The Keeper. The one that looks like this, that I ripped on mercilessly here.

Where is my Moon Cup? Is this some kind of lesson not to judge a book by its cover? And the worst thing about it is that I’ll probably keep it (heh), because I am a wuss and don’t want to return and wait and return and wait and that whole not returning with the stem cut thing makes me irrationally scared that maybe if I get a new one, I risk getting a used one, which makes me want to cry. But then again, so does the Keeper. It’s BROWN. And POROUS. It’s going to ABSORB MENSTRUAL MOLECULES AND NEVER LET THEM GO.
And let’s face it, with the stem policy, who’s to say this one isn’t used? But let’s not think about that. (For those who missed the thread, apparently they don’t take menstrual cups back if they’ve got too much stem cut off, which begs the question: why not? WHY NOT? Are they sending unwanted cups back into the world? GOD.)

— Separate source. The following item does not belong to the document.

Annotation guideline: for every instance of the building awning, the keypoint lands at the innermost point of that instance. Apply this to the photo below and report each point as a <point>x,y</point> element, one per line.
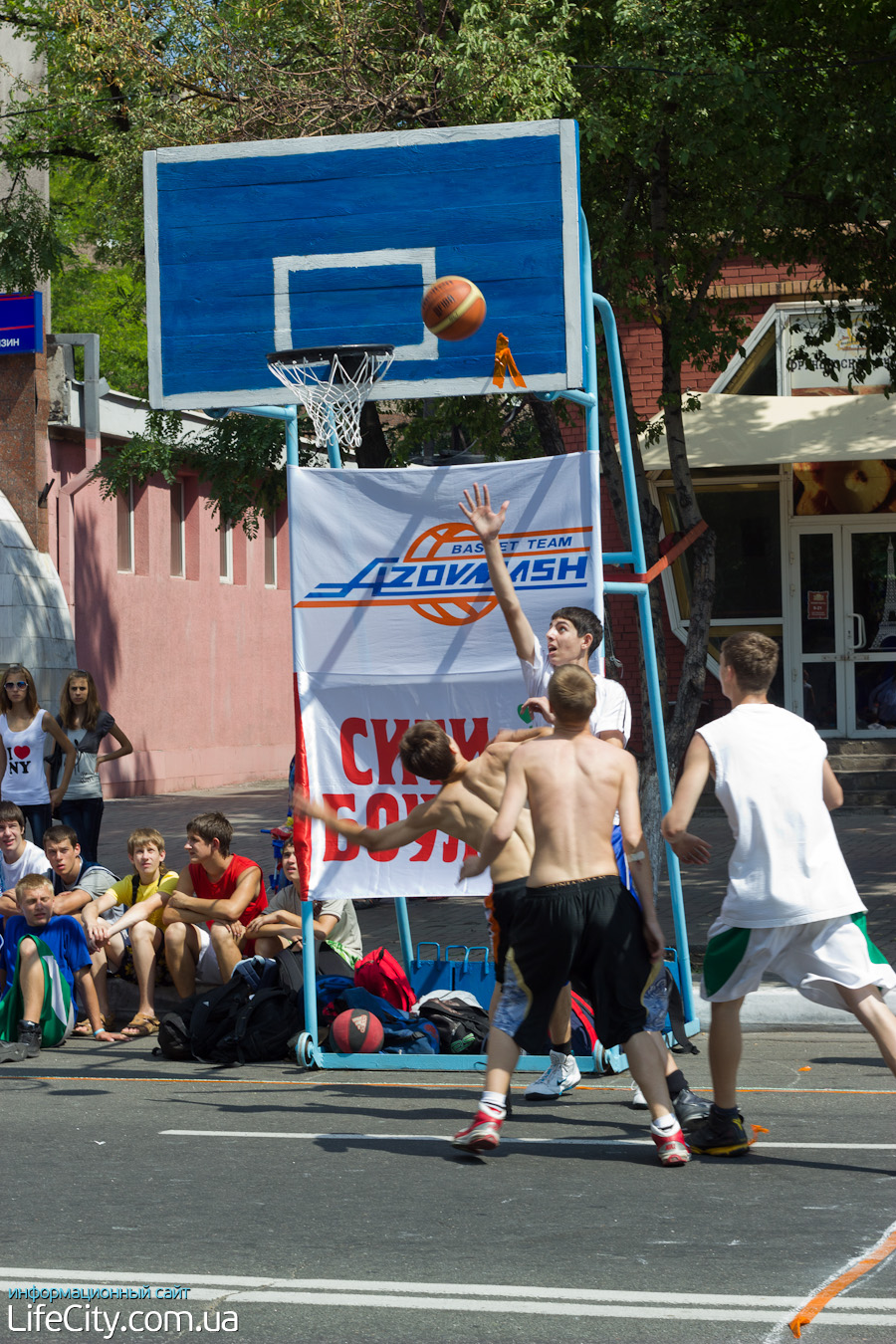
<point>731,430</point>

(Also, edited to add that I’m with Schnozz and I really don’t think they do, but that small, irrational part of my brain that is afraid of such things can’t entirely accept this.)
Ahem.
**
Unrelated, I went with a bold choice of earrings today, and while I wasn’t entirely sure if they were really for me, it was confirmed that indeed, they weren’t, when I returned home to find Adam staring at me, a bemused look on his face, until finally he said, “Wow. Um, you could use those as nunchuks later, if there’s some kind of…ninja emergency. You could just swing your head around. Nice.”
So there goes that.
**
Also! I am in the throes of plotting an upcoming weekend trip to Chicago, because – and this is so exciting – one of my best friends from way, way back is the lead! In Wicked! I know! If you live in Chicago, and you can go, please go. Because she’s amazing, honestly, and I quite guarantee it will be worth it. And it’s quite possible that she’s the nicest person ever, and I love when nice people get good things.
**
And now, ah, the misery that is the vet. The anal sacs just scratched the surface of the…issues.
She’s got fleas. And a yeast infection in her ear. Yeast. Fleas. Anal sacs. God.
Um, are you as itchy as I am? Because even though half of them were dead because of the Frontline. She’s Frontlined! And still! STILL! THE FLEAS OH MY GOD. She got them at the doggie spa last weekend while we were away and OH MY SWEET LORD, I can’t stop scratching and desperately seeking phantom fleas. FleaBusters are coming this weekend, and while she took some kind of Capstar something that had the fleas (THE FLEAS) literally falling off of her in little brown bits and I thought I’d kill myself right then and there, I really did.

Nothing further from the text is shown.